- Directed by: Sergio Martino
- Written by: Ottavio Jemma Jean Louis Giorgio Mariuzzo Sergio Martino Francesco Milizia Michele Massimo Tarantini
- Produced by: Luciano Martino
- Starring: Renzo Montagnani Edwige Fenech Barbara Bouchet Lino Banfi
- Cinematography: Giancarlo Ferrando
- Edited by: Eugenio Alabiso
- Music by: Detto Mariano
- Release date: 1981;
- Language: Italian

= La moglie in vacanza... l'amante in città =

1980 film by Sergio Martino

La moglie in vacanza... l'amante in città (The wife on vacation ... the lover in town) is a 1981 commedia sexy all'italiana directed by Sergio Martino.

== Plot ==
During a holiday in Courmayeur, a wealthy industrialist from Parma finds himself in the same hotel with his wife, his lover and the lover of his wife.

== Cast ==
- Renzo Montagnani as Andrea Damiani
- Edwige Fenech as Giulia
- Barbara Bouchet as Valeria
- Lino Banfi as Peppino
- Tullio Solenghi as Giovanni La Carretta
- Marisa Merlini as Andrea's mother-in-law
- Pippo Santonastaso as Emilio Casadei
- Renzo Ozzano as Vasha Milova
- Jacques Stany as Toni
- Maria Teresa Ruta as the nurse

== Production ==
The film was shot between Parma and Courmayeur.

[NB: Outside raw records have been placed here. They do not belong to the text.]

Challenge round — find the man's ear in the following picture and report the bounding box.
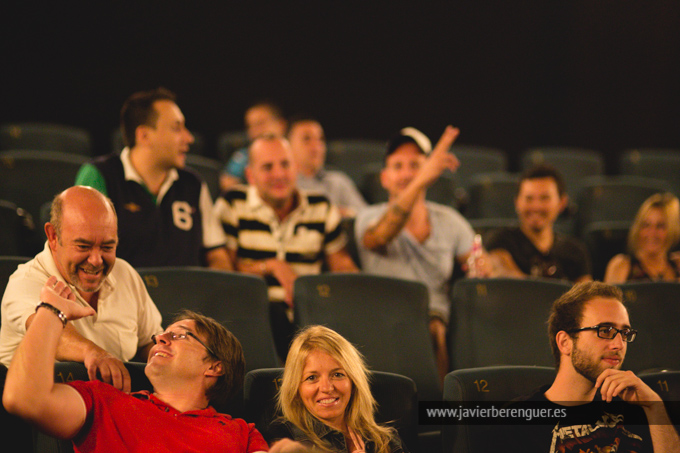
[560,194,569,213]
[555,330,574,356]
[243,164,253,186]
[205,361,225,377]
[135,124,150,145]
[45,222,59,251]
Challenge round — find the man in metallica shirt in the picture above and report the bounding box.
[497,282,680,453]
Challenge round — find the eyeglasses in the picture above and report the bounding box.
[567,326,637,343]
[151,330,217,357]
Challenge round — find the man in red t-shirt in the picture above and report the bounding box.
[3,277,268,453]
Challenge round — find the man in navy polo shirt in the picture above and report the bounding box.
[76,88,232,270]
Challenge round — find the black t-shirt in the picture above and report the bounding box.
[496,386,653,453]
[485,227,591,282]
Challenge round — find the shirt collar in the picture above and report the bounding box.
[120,146,179,203]
[246,185,309,217]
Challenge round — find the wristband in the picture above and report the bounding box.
[35,302,68,327]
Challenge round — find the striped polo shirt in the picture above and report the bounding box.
[215,185,347,302]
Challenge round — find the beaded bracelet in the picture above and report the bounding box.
[35,302,68,327]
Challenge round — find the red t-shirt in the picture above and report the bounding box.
[69,381,269,453]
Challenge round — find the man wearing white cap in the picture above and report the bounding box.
[355,126,489,381]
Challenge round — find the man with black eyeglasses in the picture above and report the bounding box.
[501,282,680,453]
[3,277,268,453]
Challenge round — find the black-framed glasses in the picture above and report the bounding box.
[151,330,217,357]
[567,326,637,343]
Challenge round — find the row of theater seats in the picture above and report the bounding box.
[0,151,680,279]
[0,264,680,400]
[15,362,680,453]
[0,257,680,451]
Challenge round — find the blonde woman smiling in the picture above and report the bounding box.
[270,326,407,453]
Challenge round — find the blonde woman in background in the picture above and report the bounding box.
[270,326,407,453]
[604,193,680,284]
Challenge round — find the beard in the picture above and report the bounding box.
[571,343,623,384]
[69,261,111,293]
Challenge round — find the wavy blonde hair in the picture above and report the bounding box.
[278,326,395,453]
[628,192,680,254]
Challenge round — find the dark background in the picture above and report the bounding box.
[0,0,680,172]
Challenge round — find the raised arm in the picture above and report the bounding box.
[362,126,460,251]
[2,277,95,439]
[595,369,680,453]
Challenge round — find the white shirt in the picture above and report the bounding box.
[0,243,163,366]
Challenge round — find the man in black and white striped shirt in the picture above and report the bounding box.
[215,136,357,358]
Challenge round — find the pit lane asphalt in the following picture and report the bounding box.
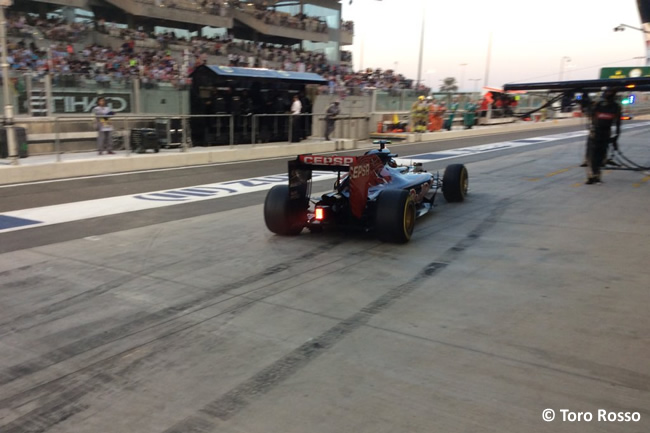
[0,122,650,433]
[0,122,584,253]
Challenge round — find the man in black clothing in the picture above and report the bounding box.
[325,101,341,141]
[586,88,621,185]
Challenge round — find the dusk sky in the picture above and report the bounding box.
[342,0,646,91]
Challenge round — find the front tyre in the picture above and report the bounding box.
[375,189,415,244]
[264,185,307,236]
[442,164,469,203]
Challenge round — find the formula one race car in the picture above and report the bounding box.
[264,141,468,243]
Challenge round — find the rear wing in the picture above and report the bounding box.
[289,155,357,200]
[289,155,384,218]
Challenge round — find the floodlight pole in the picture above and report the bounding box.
[0,0,18,165]
[415,3,426,92]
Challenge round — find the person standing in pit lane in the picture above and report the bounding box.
[586,88,621,185]
[93,96,115,155]
[291,95,302,143]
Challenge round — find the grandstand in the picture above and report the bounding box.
[10,0,353,58]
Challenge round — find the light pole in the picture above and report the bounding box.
[469,78,481,93]
[560,56,571,81]
[614,24,650,66]
[0,0,18,165]
[458,63,467,92]
[415,1,426,91]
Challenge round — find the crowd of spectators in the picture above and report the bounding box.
[8,35,186,87]
[246,9,328,33]
[3,9,426,97]
[7,14,91,42]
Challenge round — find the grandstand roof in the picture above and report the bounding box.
[192,65,327,84]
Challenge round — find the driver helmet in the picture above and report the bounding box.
[366,148,397,168]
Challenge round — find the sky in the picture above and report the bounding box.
[341,0,646,91]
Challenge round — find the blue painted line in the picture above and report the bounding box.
[410,153,459,160]
[149,192,187,198]
[514,139,546,144]
[0,215,42,230]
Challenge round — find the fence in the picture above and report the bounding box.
[5,113,369,161]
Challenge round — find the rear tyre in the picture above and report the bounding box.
[442,164,469,203]
[375,189,415,244]
[264,185,307,236]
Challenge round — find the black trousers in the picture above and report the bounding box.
[587,136,610,178]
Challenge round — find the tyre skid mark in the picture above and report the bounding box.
[164,208,506,433]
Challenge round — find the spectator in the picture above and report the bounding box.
[325,101,341,141]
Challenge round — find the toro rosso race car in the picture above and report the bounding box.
[264,141,468,243]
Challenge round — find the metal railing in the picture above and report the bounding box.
[3,113,369,162]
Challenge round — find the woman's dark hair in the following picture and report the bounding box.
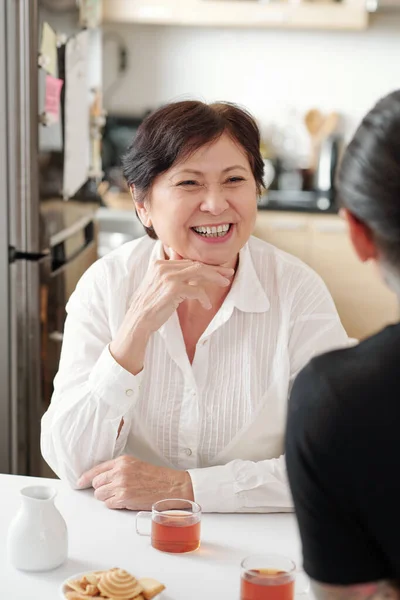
[122,100,264,239]
[337,91,400,271]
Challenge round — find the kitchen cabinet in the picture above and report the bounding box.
[254,211,399,339]
[103,0,368,30]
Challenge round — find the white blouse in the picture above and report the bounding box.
[41,237,348,512]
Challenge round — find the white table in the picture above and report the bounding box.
[0,475,300,600]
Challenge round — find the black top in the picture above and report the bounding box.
[286,325,400,585]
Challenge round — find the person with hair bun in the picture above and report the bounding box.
[286,91,400,600]
[41,101,348,512]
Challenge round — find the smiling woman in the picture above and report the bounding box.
[42,101,347,512]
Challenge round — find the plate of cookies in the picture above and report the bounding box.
[60,568,165,600]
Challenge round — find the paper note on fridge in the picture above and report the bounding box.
[44,75,64,125]
[63,31,90,198]
[39,23,58,77]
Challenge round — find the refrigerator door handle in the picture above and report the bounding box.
[8,246,50,264]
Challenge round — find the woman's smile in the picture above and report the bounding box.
[190,223,235,244]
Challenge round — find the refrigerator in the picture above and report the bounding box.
[0,0,101,476]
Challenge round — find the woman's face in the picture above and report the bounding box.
[136,134,257,265]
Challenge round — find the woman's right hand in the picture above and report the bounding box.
[110,251,234,375]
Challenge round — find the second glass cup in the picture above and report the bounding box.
[136,498,201,553]
[240,554,310,600]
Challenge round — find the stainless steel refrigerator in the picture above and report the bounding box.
[0,0,97,475]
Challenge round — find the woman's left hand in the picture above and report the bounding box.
[78,455,194,510]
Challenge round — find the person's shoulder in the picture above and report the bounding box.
[291,324,400,418]
[311,324,400,384]
[249,236,327,294]
[98,235,156,271]
[73,236,155,292]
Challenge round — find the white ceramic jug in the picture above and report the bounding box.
[7,485,68,571]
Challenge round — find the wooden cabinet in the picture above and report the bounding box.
[254,211,399,339]
[103,0,368,30]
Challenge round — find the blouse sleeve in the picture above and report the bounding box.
[41,261,143,487]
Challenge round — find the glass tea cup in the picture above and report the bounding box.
[240,554,310,600]
[136,498,201,554]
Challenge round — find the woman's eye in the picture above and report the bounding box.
[177,179,198,186]
[226,177,246,183]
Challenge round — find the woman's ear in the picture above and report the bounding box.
[340,208,378,262]
[130,185,151,227]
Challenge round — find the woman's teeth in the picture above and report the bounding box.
[192,223,231,237]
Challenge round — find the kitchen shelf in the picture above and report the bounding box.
[103,0,368,31]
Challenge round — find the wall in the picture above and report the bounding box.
[104,12,400,143]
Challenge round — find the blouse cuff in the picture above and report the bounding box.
[88,346,144,414]
[188,465,240,513]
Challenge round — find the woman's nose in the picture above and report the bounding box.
[200,185,229,215]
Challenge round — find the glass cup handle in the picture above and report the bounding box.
[294,568,310,596]
[136,510,152,536]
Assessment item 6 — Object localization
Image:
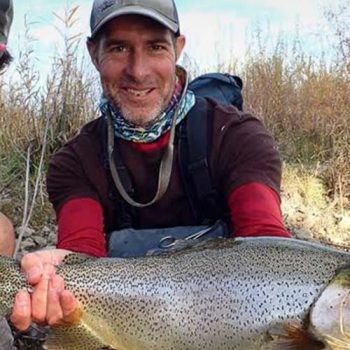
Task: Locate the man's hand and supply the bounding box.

The role of Giovanni, later played by Tullio Solenghi, was originally intended for Christian De Sica.

== Release ==
The film was released in Italian cinemas by Medusa on 30 January 1981.

== Reception ==
The film was a box office success, grossing over 1,8 billion lire. Marco Giusti described it as an early attempt to mix commedia sexy and high comedy.